In Crown Laundry Cleaning Co. v. Cameron, 39 Cal.App. 617, 179 P. 525, a launderer claimed a Ford automobile as exempt under a statutory provision which exempted from execution "two horses, two oxen or two mules, and their harness, and one cart or wagon, one dray or truck, one coupe, one hack, or carriage, for one or two horses."Summary of this case from McMullen v. Shields
Civ. No. 2523.
February 5, 1919.
APPEAL from an order of the Superior Court of Los Angeles County. Grant Jackson, Judge. Reversed.
The facts are stated in the opinion of the court.
George H. Moore and Raymond E. Hoyt for Appellant.
Albert G. Payne for Respondent.
Respondent was engaged in the business of collecting clothes and garments from patrons and returning the same after they had been laundered. In the doing of that work he used a Ford automobile continuously. Plaintiff brought its action in the superior court to recover the sum of $870 from the defendant, alleged to have accrued and to be owing upon contract.
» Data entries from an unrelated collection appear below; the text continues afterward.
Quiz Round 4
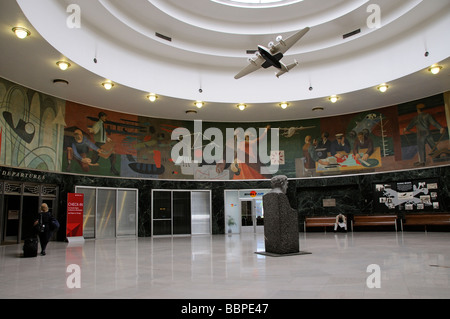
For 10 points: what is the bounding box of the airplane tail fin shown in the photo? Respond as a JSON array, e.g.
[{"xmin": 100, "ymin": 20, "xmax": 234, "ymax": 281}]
[{"xmin": 277, "ymin": 60, "xmax": 298, "ymax": 78}]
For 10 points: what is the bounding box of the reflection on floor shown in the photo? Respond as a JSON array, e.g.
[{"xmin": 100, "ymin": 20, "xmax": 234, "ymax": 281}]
[{"xmin": 0, "ymin": 232, "xmax": 450, "ymax": 299}]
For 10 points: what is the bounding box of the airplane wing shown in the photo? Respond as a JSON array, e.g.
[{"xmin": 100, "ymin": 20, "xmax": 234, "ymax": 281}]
[
  {"xmin": 270, "ymin": 27, "xmax": 310, "ymax": 54},
  {"xmin": 234, "ymin": 55, "xmax": 266, "ymax": 79}
]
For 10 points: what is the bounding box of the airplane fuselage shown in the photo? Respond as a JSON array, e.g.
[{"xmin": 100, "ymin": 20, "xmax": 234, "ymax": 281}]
[{"xmin": 258, "ymin": 45, "xmax": 283, "ymax": 70}]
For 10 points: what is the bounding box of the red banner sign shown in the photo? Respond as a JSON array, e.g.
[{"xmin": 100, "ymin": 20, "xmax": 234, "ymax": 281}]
[{"xmin": 66, "ymin": 193, "xmax": 84, "ymax": 237}]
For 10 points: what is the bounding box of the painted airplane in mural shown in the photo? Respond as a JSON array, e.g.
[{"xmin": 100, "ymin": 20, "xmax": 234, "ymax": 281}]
[
  {"xmin": 234, "ymin": 27, "xmax": 310, "ymax": 79},
  {"xmin": 280, "ymin": 126, "xmax": 315, "ymax": 137}
]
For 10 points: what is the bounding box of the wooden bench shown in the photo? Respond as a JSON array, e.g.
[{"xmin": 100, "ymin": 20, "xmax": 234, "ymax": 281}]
[
  {"xmin": 352, "ymin": 215, "xmax": 397, "ymax": 231},
  {"xmin": 404, "ymin": 214, "xmax": 450, "ymax": 231},
  {"xmin": 304, "ymin": 217, "xmax": 336, "ymax": 233}
]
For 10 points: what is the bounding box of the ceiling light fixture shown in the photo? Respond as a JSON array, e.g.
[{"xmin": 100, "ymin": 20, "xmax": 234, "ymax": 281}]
[
  {"xmin": 377, "ymin": 83, "xmax": 389, "ymax": 93},
  {"xmin": 194, "ymin": 101, "xmax": 205, "ymax": 109},
  {"xmin": 56, "ymin": 61, "xmax": 71, "ymax": 71},
  {"xmin": 278, "ymin": 102, "xmax": 289, "ymax": 110},
  {"xmin": 237, "ymin": 103, "xmax": 247, "ymax": 111},
  {"xmin": 12, "ymin": 27, "xmax": 31, "ymax": 39},
  {"xmin": 328, "ymin": 95, "xmax": 339, "ymax": 103},
  {"xmin": 102, "ymin": 81, "xmax": 114, "ymax": 91},
  {"xmin": 428, "ymin": 64, "xmax": 442, "ymax": 74},
  {"xmin": 147, "ymin": 93, "xmax": 158, "ymax": 102},
  {"xmin": 53, "ymin": 79, "xmax": 69, "ymax": 87}
]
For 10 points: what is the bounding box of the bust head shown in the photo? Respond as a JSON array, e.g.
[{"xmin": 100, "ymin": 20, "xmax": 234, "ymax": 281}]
[{"xmin": 270, "ymin": 175, "xmax": 288, "ymax": 194}]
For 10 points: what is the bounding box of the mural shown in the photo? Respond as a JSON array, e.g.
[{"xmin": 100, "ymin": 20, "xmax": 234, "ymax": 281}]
[
  {"xmin": 0, "ymin": 79, "xmax": 450, "ymax": 180},
  {"xmin": 0, "ymin": 79, "xmax": 65, "ymax": 172}
]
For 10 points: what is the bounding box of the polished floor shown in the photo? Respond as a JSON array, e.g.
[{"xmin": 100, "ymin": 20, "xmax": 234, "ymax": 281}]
[{"xmin": 0, "ymin": 232, "xmax": 450, "ymax": 299}]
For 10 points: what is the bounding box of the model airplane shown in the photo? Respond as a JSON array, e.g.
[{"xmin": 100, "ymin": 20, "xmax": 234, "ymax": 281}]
[{"xmin": 234, "ymin": 28, "xmax": 310, "ymax": 79}]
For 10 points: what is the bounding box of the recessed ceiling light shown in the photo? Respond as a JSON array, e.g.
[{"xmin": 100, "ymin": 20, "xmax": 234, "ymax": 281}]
[
  {"xmin": 56, "ymin": 61, "xmax": 71, "ymax": 71},
  {"xmin": 12, "ymin": 27, "xmax": 31, "ymax": 39},
  {"xmin": 147, "ymin": 93, "xmax": 158, "ymax": 102},
  {"xmin": 102, "ymin": 81, "xmax": 114, "ymax": 91},
  {"xmin": 237, "ymin": 103, "xmax": 247, "ymax": 111},
  {"xmin": 377, "ymin": 83, "xmax": 389, "ymax": 93},
  {"xmin": 428, "ymin": 64, "xmax": 442, "ymax": 74},
  {"xmin": 53, "ymin": 79, "xmax": 69, "ymax": 87},
  {"xmin": 194, "ymin": 101, "xmax": 205, "ymax": 109},
  {"xmin": 328, "ymin": 95, "xmax": 339, "ymax": 103},
  {"xmin": 278, "ymin": 102, "xmax": 289, "ymax": 110}
]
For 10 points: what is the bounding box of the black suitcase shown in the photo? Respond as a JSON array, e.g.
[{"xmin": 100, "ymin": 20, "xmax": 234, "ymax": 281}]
[{"xmin": 23, "ymin": 237, "xmax": 38, "ymax": 257}]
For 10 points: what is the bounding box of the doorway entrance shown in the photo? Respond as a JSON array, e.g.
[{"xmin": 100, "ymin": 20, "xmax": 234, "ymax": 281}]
[
  {"xmin": 0, "ymin": 181, "xmax": 58, "ymax": 245},
  {"xmin": 152, "ymin": 190, "xmax": 211, "ymax": 236},
  {"xmin": 224, "ymin": 189, "xmax": 271, "ymax": 234},
  {"xmin": 240, "ymin": 199, "xmax": 264, "ymax": 233}
]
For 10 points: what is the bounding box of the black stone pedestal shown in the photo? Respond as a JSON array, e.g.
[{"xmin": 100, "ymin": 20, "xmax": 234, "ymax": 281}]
[{"xmin": 258, "ymin": 192, "xmax": 303, "ymax": 256}]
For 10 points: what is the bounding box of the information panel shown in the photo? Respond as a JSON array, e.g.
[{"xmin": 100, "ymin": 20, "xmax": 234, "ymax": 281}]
[
  {"xmin": 374, "ymin": 179, "xmax": 440, "ymax": 212},
  {"xmin": 66, "ymin": 193, "xmax": 84, "ymax": 238}
]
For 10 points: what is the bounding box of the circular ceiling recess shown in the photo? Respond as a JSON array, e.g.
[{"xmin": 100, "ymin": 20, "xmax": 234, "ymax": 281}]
[
  {"xmin": 211, "ymin": 0, "xmax": 303, "ymax": 8},
  {"xmin": 7, "ymin": 0, "xmax": 450, "ymax": 120}
]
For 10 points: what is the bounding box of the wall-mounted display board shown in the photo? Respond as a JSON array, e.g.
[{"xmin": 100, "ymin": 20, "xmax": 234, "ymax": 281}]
[{"xmin": 373, "ymin": 179, "xmax": 440, "ymax": 213}]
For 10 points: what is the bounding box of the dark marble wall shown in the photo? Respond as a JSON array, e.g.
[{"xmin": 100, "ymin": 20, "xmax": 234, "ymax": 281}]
[{"xmin": 0, "ymin": 166, "xmax": 450, "ymax": 237}]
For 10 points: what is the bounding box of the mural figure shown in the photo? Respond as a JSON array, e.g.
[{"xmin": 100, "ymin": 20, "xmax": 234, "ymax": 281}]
[
  {"xmin": 403, "ymin": 104, "xmax": 446, "ymax": 166},
  {"xmin": 303, "ymin": 135, "xmax": 329, "ymax": 170},
  {"xmin": 66, "ymin": 129, "xmax": 102, "ymax": 172},
  {"xmin": 331, "ymin": 133, "xmax": 351, "ymax": 158},
  {"xmin": 353, "ymin": 132, "xmax": 374, "ymax": 161},
  {"xmin": 88, "ymin": 112, "xmax": 119, "ymax": 175}
]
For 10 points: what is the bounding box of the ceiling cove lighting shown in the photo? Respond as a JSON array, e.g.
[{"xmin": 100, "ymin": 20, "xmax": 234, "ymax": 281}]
[
  {"xmin": 12, "ymin": 27, "xmax": 31, "ymax": 39},
  {"xmin": 194, "ymin": 101, "xmax": 205, "ymax": 109},
  {"xmin": 328, "ymin": 95, "xmax": 339, "ymax": 103},
  {"xmin": 377, "ymin": 83, "xmax": 389, "ymax": 93},
  {"xmin": 56, "ymin": 61, "xmax": 71, "ymax": 71},
  {"xmin": 102, "ymin": 81, "xmax": 114, "ymax": 91},
  {"xmin": 147, "ymin": 93, "xmax": 158, "ymax": 102},
  {"xmin": 428, "ymin": 64, "xmax": 442, "ymax": 74}
]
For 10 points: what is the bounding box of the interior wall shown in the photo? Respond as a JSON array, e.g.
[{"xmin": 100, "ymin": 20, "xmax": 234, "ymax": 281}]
[{"xmin": 0, "ymin": 166, "xmax": 450, "ymax": 240}]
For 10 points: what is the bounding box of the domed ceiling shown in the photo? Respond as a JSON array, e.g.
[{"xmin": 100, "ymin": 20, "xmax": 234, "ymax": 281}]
[{"xmin": 0, "ymin": 0, "xmax": 450, "ymax": 122}]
It secured a writ of attachment and caused a levy to be made on the automobile of defendant. Defendant appeared and moved to discharge the attachment, claiming that the automobile was exempt from execution. He filed an affidavit, which was not contradicted by any proof offered by the plaintiff, showing facts as to the use made of the machine in his employment, as has been stated in the foregoing, and further showing that he was a married man, having a family of a wife and four minor children, all supported solely by his labor. The court granted the motion and the plaintiff has appealed.
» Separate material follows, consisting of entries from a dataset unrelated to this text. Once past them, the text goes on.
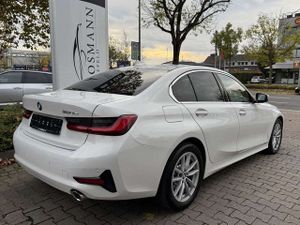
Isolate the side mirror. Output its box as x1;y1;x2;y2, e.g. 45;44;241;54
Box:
256;93;269;103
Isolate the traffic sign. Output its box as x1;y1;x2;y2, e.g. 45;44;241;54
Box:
131;41;140;60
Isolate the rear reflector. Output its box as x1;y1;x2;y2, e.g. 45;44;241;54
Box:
67;115;137;136
73;170;117;193
23;109;32;119
74;177;104;186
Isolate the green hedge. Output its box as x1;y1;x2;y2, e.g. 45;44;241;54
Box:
246;84;297;90
0;105;23;152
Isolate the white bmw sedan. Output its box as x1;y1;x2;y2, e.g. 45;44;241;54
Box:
14;66;283;210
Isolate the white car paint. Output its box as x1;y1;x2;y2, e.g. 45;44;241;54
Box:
14;67;282;200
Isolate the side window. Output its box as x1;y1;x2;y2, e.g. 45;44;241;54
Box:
172;76;197;102
23;72;52;84
0;71;22;84
189;71;224;102
218;74;251;102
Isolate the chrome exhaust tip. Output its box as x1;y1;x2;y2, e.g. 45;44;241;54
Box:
71;189;86;202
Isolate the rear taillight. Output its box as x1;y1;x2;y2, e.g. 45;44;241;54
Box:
23;109;32;119
67;115;137;136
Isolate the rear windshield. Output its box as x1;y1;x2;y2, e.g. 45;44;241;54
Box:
65;69;167;95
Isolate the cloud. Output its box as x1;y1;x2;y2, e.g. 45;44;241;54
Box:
143;45;206;64
109;0;300;63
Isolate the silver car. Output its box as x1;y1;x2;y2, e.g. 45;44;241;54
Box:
0;70;53;105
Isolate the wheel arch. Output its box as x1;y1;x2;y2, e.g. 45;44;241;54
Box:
276;115;283;124
156;137;209;200
160;137;208;185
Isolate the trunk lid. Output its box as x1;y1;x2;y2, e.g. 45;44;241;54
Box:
22;90;131;150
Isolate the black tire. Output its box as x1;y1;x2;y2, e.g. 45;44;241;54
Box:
157;142;204;211
265;119;283;155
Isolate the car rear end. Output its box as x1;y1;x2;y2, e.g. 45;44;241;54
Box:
14;67;171;200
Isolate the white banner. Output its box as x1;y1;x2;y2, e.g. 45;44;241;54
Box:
49;0;109;90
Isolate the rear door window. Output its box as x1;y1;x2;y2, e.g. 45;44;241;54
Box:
189;71;224;102
172;75;197;102
218;74;252;102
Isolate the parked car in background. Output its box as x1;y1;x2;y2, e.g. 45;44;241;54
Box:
265;77;275;84
0;70;53;105
251;76;265;84
14;66;283;210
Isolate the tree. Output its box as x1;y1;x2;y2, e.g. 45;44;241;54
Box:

The sole question presented is as to whether the automobile was exempt from execution under the provisions of subdivision 6 of section 690 of the Code of Civil Procedure. In that subdivision it is provided that the following property shall be exempt from execution: "Two horses, two oxen or two mules, and their harness, and one cart or wagon, one dray or truck, one coupé, one hack, or carriage, for one or two horses, by the use of which a cartman, drayman, truckman, huckster, peddler, hackman, teamster or other laborer habitually earns his living; . . ." Clearly, it appears to us that a motor-driven vehicle is not a cart, wagon, dray, truck, coupé, hack, or carriage, as those terms are used in the section. The section plainly says that such exempt vehicles are vehicles which may be drawn by "one or two horses." If the legislature intended that a motor vehicle should be exempt from attachment, we think that it would have so declared in plain terms. For the courts to add to the statute any articles not enumerated would in effect be judicial legislation. Counsel for respondent cites an Iowa case ( Lames v. Armstrong et al., 162 Iowa, 327, [Ann. Cas. 1916B, 511, 49 L. R. A. (N. S.) 691, 144 N.W. 1]) in which it was held that an automobile was exempt under the terms of the Iowa statute. It is sufficient to say that the statute there considered contained the general term, "or other vehicle," which makes it quite different from the California law. While it is the established policy of the law to construe liberally the exemption statute, such construction cannot go to the extent of adding articles which the legislature has omitted to include. As said in Stanton v. French, 91 Cal. 276, [25 Am. St. Rep. 174, 27 P. 657]: "In the list of property allowed peddlers by statute as exempt from execution, we find no article answering in name or use to a bread-box, and a debtor's claims are limited by the words of the statute."
The order appealed from is reversed.
Conrey, P. J., and Shaw, J., concurred.